何もない土地の住人讃歌

 僕の住む埼玉南東の町は、特に特徴のない面白みのないところだ。謙遜で言うわけではないし、周辺の地域の人たちからも同じように言われている。まったく何もないわけではないし、友だちの中にはこの町の良いところを掘って、周知させる活動をしている人間もいる。でも、あまり広がらない。

 TVの街ブラ番組が国内の大半をブラブラし尽くしたとしても、この町に寄りつくことはないだろうと思っていた。それが、テレ東で長く続いている地域特化型バラエティ番組が特集するという。住人としては身構えてしまう。この町の「何もなさ」を全国に晒す悲しい回になるのではないか、と。
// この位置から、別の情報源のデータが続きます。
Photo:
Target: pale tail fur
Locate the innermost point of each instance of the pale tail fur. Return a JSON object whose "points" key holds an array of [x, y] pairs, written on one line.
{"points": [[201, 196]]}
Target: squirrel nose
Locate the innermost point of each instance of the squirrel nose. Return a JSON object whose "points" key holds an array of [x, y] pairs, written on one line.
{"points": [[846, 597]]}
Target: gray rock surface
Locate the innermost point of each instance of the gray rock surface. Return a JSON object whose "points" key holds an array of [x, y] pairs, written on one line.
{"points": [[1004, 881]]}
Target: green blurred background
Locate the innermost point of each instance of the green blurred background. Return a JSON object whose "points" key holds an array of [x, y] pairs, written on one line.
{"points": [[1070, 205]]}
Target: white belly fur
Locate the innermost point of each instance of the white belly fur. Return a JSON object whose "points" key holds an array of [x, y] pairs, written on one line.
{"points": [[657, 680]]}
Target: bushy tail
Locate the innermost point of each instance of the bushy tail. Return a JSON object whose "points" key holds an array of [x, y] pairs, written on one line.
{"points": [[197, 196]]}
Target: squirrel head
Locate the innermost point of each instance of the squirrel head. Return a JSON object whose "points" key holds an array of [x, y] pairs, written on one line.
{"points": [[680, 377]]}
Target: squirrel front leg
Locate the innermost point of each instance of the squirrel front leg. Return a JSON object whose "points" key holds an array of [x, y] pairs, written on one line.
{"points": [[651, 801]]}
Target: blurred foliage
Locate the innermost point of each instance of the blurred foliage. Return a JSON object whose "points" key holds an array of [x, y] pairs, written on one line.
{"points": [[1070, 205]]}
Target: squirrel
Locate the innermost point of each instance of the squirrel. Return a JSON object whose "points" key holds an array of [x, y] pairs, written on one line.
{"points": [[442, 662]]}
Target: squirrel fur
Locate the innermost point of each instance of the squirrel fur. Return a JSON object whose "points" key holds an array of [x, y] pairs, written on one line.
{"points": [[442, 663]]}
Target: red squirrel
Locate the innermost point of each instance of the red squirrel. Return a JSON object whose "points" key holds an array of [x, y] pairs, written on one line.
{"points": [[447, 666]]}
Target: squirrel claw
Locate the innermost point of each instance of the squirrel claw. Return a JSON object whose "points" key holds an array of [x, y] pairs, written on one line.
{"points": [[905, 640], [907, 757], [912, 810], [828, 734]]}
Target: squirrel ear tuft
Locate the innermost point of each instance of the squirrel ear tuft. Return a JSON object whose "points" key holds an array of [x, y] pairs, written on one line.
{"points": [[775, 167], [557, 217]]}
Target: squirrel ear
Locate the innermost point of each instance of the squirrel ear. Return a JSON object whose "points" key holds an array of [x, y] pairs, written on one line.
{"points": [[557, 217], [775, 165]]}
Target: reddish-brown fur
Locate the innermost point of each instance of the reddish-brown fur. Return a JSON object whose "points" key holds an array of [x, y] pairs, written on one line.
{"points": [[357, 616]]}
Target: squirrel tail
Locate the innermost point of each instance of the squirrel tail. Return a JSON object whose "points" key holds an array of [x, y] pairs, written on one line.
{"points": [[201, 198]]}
 または、僕らが見つけられないこの町の良さをTVによって教えられるのも不本意だ。住んでいる人間にとっては当たり前でも、外から見れば珍しくて価値がある場合がある。そんな長所を外部から指摘されるというのは、われら住人の怠慢だとも言える。もっと謙虚に地元を見つめるべきなのだ。

 なんて綺麗事を思わないでもないが、そこまで地元愛があるわけではない。ただ、長く住んでいるので根付いてしまっただけだ。本当ならもっと住みやすい場所を求めて移動し続けるべきなのかもしれない。僕には此処ではない何処かなんて幻想はないが、住む場所の選択は今からでも考えられる。

 学生時代に住んでいたオンボロアパートのことをたまに思い出す。住みやすかったわけではないし、1年だけの仮の住まいだと思っていたので最低限の家具しかなかった。卒業で実家に引き上げる時に業者に引越しを頼んだけど、大型のトラックの片隅にポツンと置く程度の量しか荷物がなかった。

 それでもあのアパートを思い出すのは、もっと楽しめば良かったということだ。ボロいし風呂もなかったし和式の便座だったけれど、キッチンと広い居室が別れていた。ちょっと不気味な板の前もあった。アレンジ次第ではもっと良い部屋になったと思うので、その後悔が思い起こさせるのだろう。

遅くまで飲んだ帰りは歩くことになる市境の川沿い。とても寂しくて物騒な道。